A FPSM surge como uma alternativa de cooptação aos demais movimentos de esquerda que se recusaram a compor a “Frente Brasil Popular” (FBP, criada em 5 de setembro de 2015), por possuírem críticas aos ajustes fiscais do governo. A criação da FBP veio logo após às sucessivas ameaças do então presidente da Câmara dos Deputados, Eduardo Cunha (PMDB) de instauração do processo de impeachment da presidente. Em agosto, um mês antes de sua criação, Cunha declarava abertamente sua intenção de começar o impeachment[1]. Com a iminente queda de Dilma, o PT decide então recriar a FBP (sua primeira versão foi em 1989 para a primeira disputa presidencial de Lula) para organizar sua base de sustentação em defesa de seu governo.

Apesar de sua aparência e seu discurso, em sua essência e prática a FPSM existiu para defender o decadente governo do PT. Com apenas dois meses de existência, essa frente já se colocava ao lado do governo contra o processo de impeachment instaurado em 2 de dezembro de 2015. A luta contra os ajustes ficou em segundo plano, pois o que importava naquele momento era defender o governo Dilma contra um suposto “Golpe de Estado”. Um golpe onde não existe movimentação militar e/ou imperialista, onde a democracia burguesa permanece intacta, onde a mídia burguesa continua a todo vapor (inclusive contra o seu suposto aliado golpista Michel Temer, após as delações da JBS) e onde a justiça burguesa continua igualzinha.
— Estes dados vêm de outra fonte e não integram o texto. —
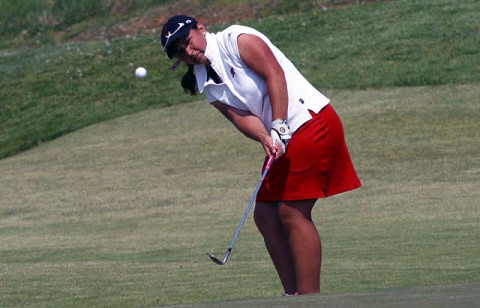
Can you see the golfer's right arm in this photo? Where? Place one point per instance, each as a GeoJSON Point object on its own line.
{"type": "Point", "coordinates": [251, 126]}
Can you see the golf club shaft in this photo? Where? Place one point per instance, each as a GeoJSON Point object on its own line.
{"type": "Point", "coordinates": [247, 211]}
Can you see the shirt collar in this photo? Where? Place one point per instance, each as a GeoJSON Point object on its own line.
{"type": "Point", "coordinates": [210, 52]}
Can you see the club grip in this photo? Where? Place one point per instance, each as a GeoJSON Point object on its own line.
{"type": "Point", "coordinates": [270, 162]}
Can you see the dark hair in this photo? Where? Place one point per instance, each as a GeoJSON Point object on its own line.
{"type": "Point", "coordinates": [189, 82]}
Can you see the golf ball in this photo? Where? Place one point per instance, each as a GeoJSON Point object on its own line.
{"type": "Point", "coordinates": [140, 72]}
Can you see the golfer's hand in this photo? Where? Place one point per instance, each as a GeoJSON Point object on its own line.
{"type": "Point", "coordinates": [280, 133]}
{"type": "Point", "coordinates": [271, 147]}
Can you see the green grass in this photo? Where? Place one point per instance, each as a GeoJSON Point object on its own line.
{"type": "Point", "coordinates": [122, 213]}
{"type": "Point", "coordinates": [121, 209]}
{"type": "Point", "coordinates": [55, 89]}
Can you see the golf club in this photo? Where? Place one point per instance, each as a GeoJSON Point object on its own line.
{"type": "Point", "coordinates": [229, 250]}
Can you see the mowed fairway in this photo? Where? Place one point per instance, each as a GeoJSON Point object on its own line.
{"type": "Point", "coordinates": [121, 214]}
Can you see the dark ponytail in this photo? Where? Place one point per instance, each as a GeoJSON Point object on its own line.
{"type": "Point", "coordinates": [189, 82]}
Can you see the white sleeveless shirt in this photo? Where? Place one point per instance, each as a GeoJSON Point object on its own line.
{"type": "Point", "coordinates": [244, 89]}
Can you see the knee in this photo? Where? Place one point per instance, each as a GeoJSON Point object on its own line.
{"type": "Point", "coordinates": [264, 215]}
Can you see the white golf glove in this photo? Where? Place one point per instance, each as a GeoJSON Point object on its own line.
{"type": "Point", "coordinates": [280, 133]}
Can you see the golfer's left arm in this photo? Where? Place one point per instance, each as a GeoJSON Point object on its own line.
{"type": "Point", "coordinates": [256, 54]}
{"type": "Point", "coordinates": [251, 126]}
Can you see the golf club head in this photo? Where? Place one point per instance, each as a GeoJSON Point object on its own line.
{"type": "Point", "coordinates": [220, 262]}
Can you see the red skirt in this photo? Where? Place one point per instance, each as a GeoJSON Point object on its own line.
{"type": "Point", "coordinates": [317, 163]}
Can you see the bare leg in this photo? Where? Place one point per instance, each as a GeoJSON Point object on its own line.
{"type": "Point", "coordinates": [305, 244]}
{"type": "Point", "coordinates": [277, 243]}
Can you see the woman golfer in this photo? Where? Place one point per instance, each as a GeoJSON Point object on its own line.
{"type": "Point", "coordinates": [253, 84]}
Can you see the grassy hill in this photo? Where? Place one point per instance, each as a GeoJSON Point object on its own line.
{"type": "Point", "coordinates": [120, 211]}
{"type": "Point", "coordinates": [58, 88]}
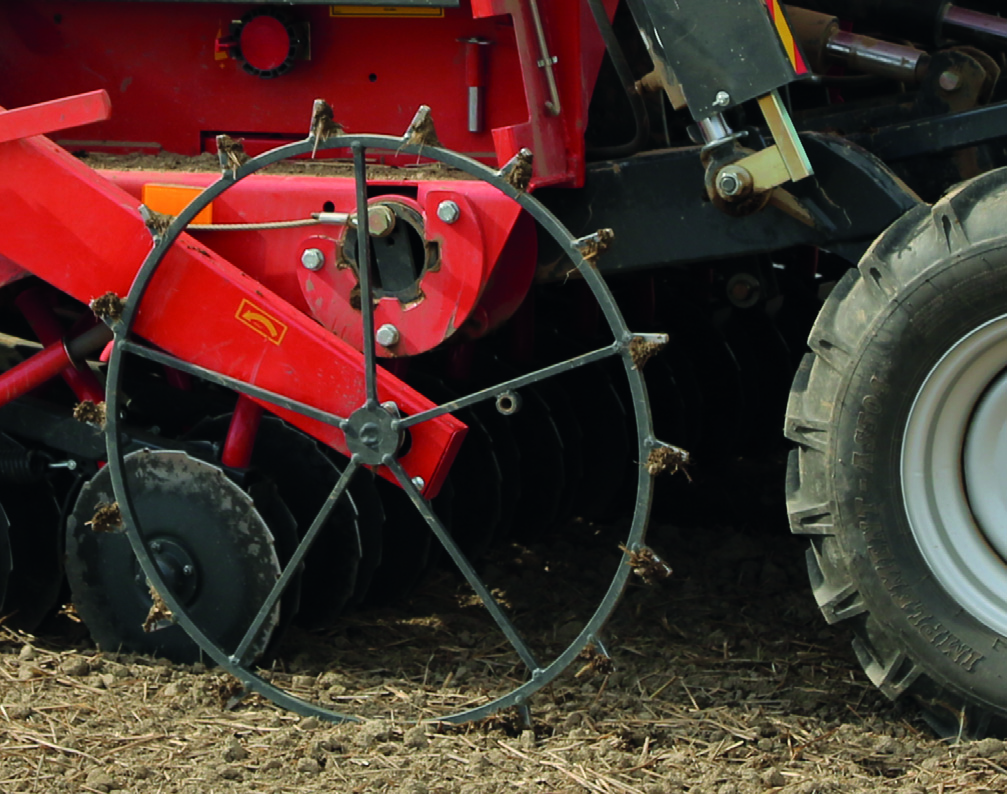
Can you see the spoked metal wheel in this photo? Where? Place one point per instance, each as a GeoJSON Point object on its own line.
{"type": "Point", "coordinates": [375, 434]}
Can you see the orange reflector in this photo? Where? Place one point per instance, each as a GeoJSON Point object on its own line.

O verdadeiro golpe aconteceu na aprovação do ajuste fiscal proposto por esse mesmo governo que a FPSM defendeu. Uma frente criada para lutar contra o ajuste fiscal defendeu o governo que o aplicou. Seria cômico se não fosse trágico. Foram cerca de 9 meses organizando mobilizações defendendo o governo Dilma contra o suposto golpe, utilizando de desinformação e má fé para propagar uma ideia completamente equivocada sobre golpe de Estado. Após a cassação definitiva do mandato de Dilma, ocorrido em 31 de agosto de 2016, o caráter das mobilizações começou a mudar. No dia 8 de setembro em São Paulo, uma nova mobilização foi convocada com as palavras de ordem “Fora Temer e Diretas já!”, onde a Juventude do PSTU participou.

Uma frente antidemocrática e contra a unidade
A partir do esfriamento da “luta contra o golpe”, nós do PSTU estivemos diversas vezes ao lado da FPSM lutando contra Temer e suas reformas. No dia 11 de setembro de 2016 em um domingo pelo “Fora Temer” na cidade de São Paulo, nossa militância esteve presente nessa mobilização, mas o nosso porta-voz Altino Prazeres (então candidato a prefeito) foi impedido de falar no carro de som, ao mesmo tempo que o então prefeito Fernando Haddad (PT), a deputada e então candidata Luiza Erundina (PSOL), o senador Lindbergh Farias (PT) e o então presidente do PT Rui Falcão puderam falar tranquilamente. Essa atitude completamente antidemocrática foi apenas uma amostra da retaliação da FPSM às organizações que não defenderam a permanência de Dilma na presidência.

Na manifestação do 8 de março, durante a organização da greve Internacional de Mulheres em São Paulo, houve um racha, pois a FPSM foi contra a unidade dos movimentos feministas com as professoras do estado. Neste mesmo dia, as professoras realizavam uma paralisação e assembleia, culminando numa grande marcha do 8 de março. A FPSM decidiu marchar separada e se unir às professoras somente no final da manifestação.

Na grande manifestação contra as reformas do dia 15 de março em São Paulo, nada mais nada menos que Luís Inácio Lula da Silva, discursou por 15 minutos sozinho no carro de som, dando início a sua pré-candidatura à presidência da República e encerrou o ato com sua fala. Todos os demais tiveram apenas 3 minutos para falar. Após este ato ficou muito claro para que estavam servindo a FPSM.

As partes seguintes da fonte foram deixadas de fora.